While the channel had already been banned by Moscow, the new designation allows for the prosecution of staff and donors in Russia. The Kremlin has increasingly cracked down on "undesirable" organizations since 2015.

https://p.dw.com/p/4UNiJ
Russian Dozhd broadcast
The independent 'Dozhd' channel (TV Rain) has been broadcasting from Latvia and the Netherlands since Russia invaded UkraineImage: Imago Images

Russian prosecutors on Tuesday declared the independent TV station Dozhd to be an "undesirable" organization.

Dozhd, which means "Rain" in Russian, moved from Russia to Latvia shortly after Moscow launched its invasion of Ukraine.
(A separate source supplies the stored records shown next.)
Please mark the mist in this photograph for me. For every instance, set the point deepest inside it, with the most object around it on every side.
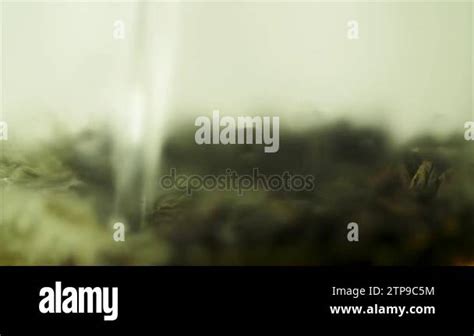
(410, 69)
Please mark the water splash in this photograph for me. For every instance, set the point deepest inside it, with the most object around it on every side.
(137, 151)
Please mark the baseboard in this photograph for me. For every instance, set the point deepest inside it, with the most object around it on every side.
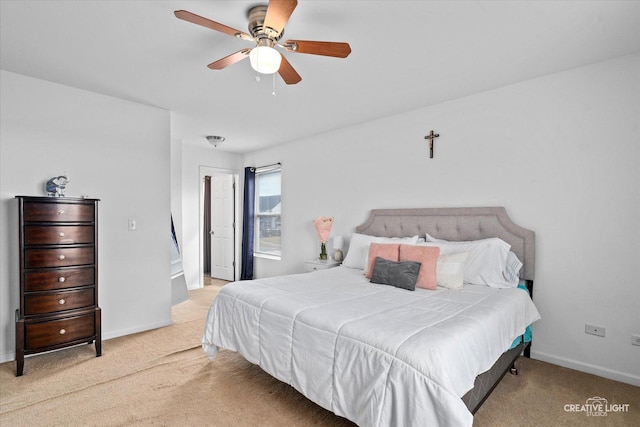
(8, 357)
(622, 377)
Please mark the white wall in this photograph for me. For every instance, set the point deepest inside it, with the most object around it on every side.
(561, 153)
(195, 160)
(114, 150)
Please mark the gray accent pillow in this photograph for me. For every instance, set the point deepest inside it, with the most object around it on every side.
(399, 274)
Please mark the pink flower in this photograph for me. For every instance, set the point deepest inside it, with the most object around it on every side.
(323, 227)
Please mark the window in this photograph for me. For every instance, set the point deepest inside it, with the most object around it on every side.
(267, 214)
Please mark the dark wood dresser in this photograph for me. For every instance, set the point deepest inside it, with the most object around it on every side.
(58, 239)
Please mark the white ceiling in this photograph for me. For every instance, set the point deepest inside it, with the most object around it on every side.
(405, 55)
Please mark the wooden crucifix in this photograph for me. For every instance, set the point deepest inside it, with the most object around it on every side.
(431, 137)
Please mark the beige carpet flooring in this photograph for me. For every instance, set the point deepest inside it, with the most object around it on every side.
(163, 378)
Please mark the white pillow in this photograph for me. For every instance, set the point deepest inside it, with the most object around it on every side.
(489, 262)
(358, 253)
(450, 270)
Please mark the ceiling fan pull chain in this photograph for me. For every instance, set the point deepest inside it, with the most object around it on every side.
(274, 85)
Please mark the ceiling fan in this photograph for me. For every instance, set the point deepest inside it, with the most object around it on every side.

It later moved its offices to the Netherlands.

The channel had already been banned by Moscow, but the new designation means any staff or donors in Russia can be prosecuted.
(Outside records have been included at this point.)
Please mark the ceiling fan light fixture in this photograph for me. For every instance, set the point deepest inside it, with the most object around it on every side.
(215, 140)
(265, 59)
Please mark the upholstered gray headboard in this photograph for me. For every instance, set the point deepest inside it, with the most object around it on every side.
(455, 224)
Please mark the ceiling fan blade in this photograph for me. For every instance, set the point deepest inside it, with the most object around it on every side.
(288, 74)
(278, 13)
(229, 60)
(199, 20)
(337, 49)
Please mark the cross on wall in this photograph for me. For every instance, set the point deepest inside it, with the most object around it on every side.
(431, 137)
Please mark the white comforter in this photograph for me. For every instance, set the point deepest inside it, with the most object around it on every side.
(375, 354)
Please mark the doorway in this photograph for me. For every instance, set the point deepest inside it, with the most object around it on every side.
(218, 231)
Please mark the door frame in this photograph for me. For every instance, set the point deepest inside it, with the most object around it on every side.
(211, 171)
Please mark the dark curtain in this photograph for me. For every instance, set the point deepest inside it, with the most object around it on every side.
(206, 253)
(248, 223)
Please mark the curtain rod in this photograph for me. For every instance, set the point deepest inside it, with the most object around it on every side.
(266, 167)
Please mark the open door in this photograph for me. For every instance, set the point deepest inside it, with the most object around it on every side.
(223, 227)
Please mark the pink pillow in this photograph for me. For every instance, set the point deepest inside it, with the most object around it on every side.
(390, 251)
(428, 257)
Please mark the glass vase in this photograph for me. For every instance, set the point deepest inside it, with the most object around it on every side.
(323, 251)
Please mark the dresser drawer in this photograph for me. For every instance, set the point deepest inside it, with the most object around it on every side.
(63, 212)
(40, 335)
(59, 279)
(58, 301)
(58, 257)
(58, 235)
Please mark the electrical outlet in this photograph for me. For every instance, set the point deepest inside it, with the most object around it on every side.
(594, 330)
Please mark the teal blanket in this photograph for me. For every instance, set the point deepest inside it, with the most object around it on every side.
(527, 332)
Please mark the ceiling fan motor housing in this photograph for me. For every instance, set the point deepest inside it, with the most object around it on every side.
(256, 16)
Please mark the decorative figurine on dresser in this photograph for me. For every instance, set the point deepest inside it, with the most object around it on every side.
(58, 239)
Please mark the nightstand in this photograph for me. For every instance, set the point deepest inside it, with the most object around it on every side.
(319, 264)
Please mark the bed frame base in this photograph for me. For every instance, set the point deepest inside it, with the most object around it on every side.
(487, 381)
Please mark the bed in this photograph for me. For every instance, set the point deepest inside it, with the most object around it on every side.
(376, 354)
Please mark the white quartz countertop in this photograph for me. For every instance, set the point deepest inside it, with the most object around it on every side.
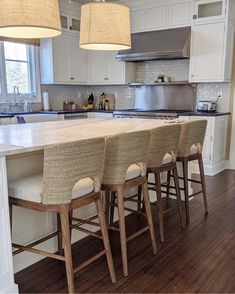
(15, 139)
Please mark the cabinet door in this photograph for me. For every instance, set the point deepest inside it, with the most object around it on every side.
(179, 14)
(115, 69)
(157, 17)
(206, 10)
(138, 20)
(98, 65)
(77, 61)
(207, 53)
(61, 58)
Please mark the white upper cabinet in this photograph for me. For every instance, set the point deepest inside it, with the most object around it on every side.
(138, 19)
(70, 23)
(151, 16)
(63, 61)
(209, 10)
(157, 17)
(179, 14)
(105, 69)
(211, 52)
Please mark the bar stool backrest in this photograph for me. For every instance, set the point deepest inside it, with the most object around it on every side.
(192, 133)
(65, 164)
(121, 152)
(164, 139)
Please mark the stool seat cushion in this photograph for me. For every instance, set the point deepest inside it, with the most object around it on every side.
(194, 150)
(167, 159)
(31, 188)
(133, 171)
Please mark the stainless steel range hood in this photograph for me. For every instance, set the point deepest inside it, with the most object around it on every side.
(156, 45)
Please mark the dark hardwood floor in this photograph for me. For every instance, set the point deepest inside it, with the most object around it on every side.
(200, 258)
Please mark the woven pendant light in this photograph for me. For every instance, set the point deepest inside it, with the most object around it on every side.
(105, 26)
(29, 18)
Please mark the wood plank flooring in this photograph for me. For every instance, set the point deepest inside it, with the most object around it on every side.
(200, 258)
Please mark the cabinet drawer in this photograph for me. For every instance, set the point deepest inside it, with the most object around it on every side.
(210, 121)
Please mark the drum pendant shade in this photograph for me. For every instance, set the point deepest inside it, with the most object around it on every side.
(29, 18)
(105, 26)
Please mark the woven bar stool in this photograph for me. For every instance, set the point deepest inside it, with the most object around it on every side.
(125, 167)
(162, 158)
(71, 179)
(190, 148)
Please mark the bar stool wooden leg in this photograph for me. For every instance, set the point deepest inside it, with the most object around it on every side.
(10, 215)
(107, 206)
(149, 217)
(139, 198)
(60, 246)
(122, 227)
(104, 231)
(112, 201)
(202, 175)
(64, 216)
(186, 192)
(168, 184)
(177, 190)
(159, 204)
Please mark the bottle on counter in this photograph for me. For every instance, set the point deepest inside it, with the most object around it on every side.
(45, 99)
(103, 101)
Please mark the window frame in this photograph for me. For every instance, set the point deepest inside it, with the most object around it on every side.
(33, 71)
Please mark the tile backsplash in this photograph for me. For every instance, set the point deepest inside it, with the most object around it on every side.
(177, 70)
(124, 95)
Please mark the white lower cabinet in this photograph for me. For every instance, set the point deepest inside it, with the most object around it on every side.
(214, 149)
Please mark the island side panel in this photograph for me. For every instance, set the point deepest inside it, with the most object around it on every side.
(7, 284)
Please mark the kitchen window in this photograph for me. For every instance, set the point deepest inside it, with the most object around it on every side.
(19, 75)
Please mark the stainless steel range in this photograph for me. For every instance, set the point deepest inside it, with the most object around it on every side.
(161, 102)
(148, 114)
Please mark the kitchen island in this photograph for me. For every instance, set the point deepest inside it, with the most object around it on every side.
(21, 155)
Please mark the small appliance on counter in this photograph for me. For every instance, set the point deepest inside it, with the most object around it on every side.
(207, 106)
(90, 104)
(69, 105)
The Russian prosecutor-general's office accused Dozhd of engaging in spreading extremist material and discrediting authorities.

The channel said that it would cancel Russian viewers' subscriptions due to the ban.

"We've been called 'undesirable in Russia,' but we're not: 13 million viewers in Russia in the last month confirm that," Dozhd said in a Telegram post.

"But the safety of our viewers is the most important thing for us," it said.

"That is why we're stopping the collection of donations from Russia, canceling existing subscriptions from Russians and urging you not to share links to our materials if you live in the Russian Federation — this is now unsafe."

Russia prosecutes 'undesirable' organizations

Dozhd was removed from broadcast networks in 2014 and it was labeled a "foreign agent" in 2021. That designation burdened it with bureaucratic requirements and forced it to add a disclaimer to its output.

In March 2022, Russia's communications watchdog, Roskomnadzor, announced it was blocking the channel's output.

Nonetheless, Russian viewers have been able to access the channel through YouTube, which is not censored by Moscow.

Press freedom under attack in Russia

In 2015, Russia passed a new law that made membership in "undesirable" organizations a criminal offense.

The European edition of the newspaper Novaya Gazeta was also declared "undesirable" earlier this year under the same law.

Moscow has also applied the label to the World Wide Fund for Nature, Greenpeace and the US-based Wild Salmon Center.